Podcast Banner

Podcasts

Paul, Weiss Waking Up With AI

The Increasing Importance of Knowing Your Model’s Provenance

In this episode of “Paul, Weiss Waking Up With AI,” Katherine Forrest explores the importance of understanding AI model provenance—where models come from, how they're built and why tracking their history is essential for safety, liability and regulatory compliance, especially as agentic AI systems become more prevalent.

Stream here or subscribe on your
preferred podcast app:

Episode Transcript

Katherine Forrest: Hello, everyone, and welcome back to “Paul, Weiss Waking Up With AI.” I’m Katherine Forrest and we don’t have Anna Gressel with us today, so you’re going to have to again just suffer with me. But she’ll be back. She’s coming back. She’s just got some things that she’s taking care of and we’ll have her back very soon and that’ll make things even more exciting. But in the meantime, what you’ve got—and you folks, you know, you’re sort of just listening to me, you can’t actually see it—but my background is now no longer Maine. I’m actually in Woodstock, New York, which is my sort of non-Maine, non-New York City place that I go. So I’m here often when I’m recording. And so that’s where I am. So you’ve got me in Woodstock, New York, and so I am still enjoying coffee, although not the incredible coffee that they have in Maine.

But speaking of places, this brings me to the topic I have for today. And the topic that I wanted to talk about, and I really wanted to talk about this for some time, is where models come from. And I want to talk with you today about why that is really important. I got this idea for the podcast when I was talking to actually a number of clients about risks with certain AI models. And a few things kept coming up again and again, particularly now that we’re in this brand new world of agentic AI. And there are questions about what a company needs to understand and to know for its own basic, really safety and liability about its models, about where they came from. And then also there’s the second requirement of some procurement issues that are part of now the White House’s AI Action Plan. And so I wanted to go through those because they really relate to one another.
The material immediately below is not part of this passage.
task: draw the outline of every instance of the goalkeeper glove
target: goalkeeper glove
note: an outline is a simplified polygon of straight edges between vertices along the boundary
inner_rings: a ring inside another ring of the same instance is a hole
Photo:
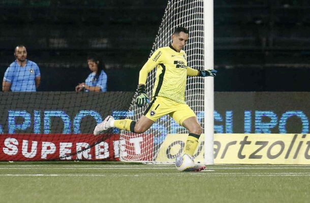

So the first thing I thought I’d do—and by the way, let me just tell you, I saw this person on the subway, the New York City subway the other day, and she actually had the word “nerd,” N-E-R-D, tattooed across her fingers. There was like an N, an E, an R, and a D on each of the digits. And I thought, “well, I’m a nerd,” but I’m not sure I’d go as far as tattooing it across my fingers because what if I one day became a non-nerd? But anyway, this episode is going to demonstrate for you all what kind of a nerd I am. So let’s start with the basics of what a company needs to know about the provenance of its tools. And that’s really true regardless of compliance obligations because we all know right now that there are a variety of tools marketed by a variety of vendors, some of which are well-known and almost becoming kind of brand names. Then also every single day there’s a new tool. And some of these tools are going to become well-known even though they’re brand new today. Some of these tools that are just right now, new unknowns are going to become the best known tools in a few years, because we don’t know who the winner of these AI races for any particular domain is going to be just yet. So we’ve got these tools marketed by these vendors, and there are certain questions that everybody needs to ask.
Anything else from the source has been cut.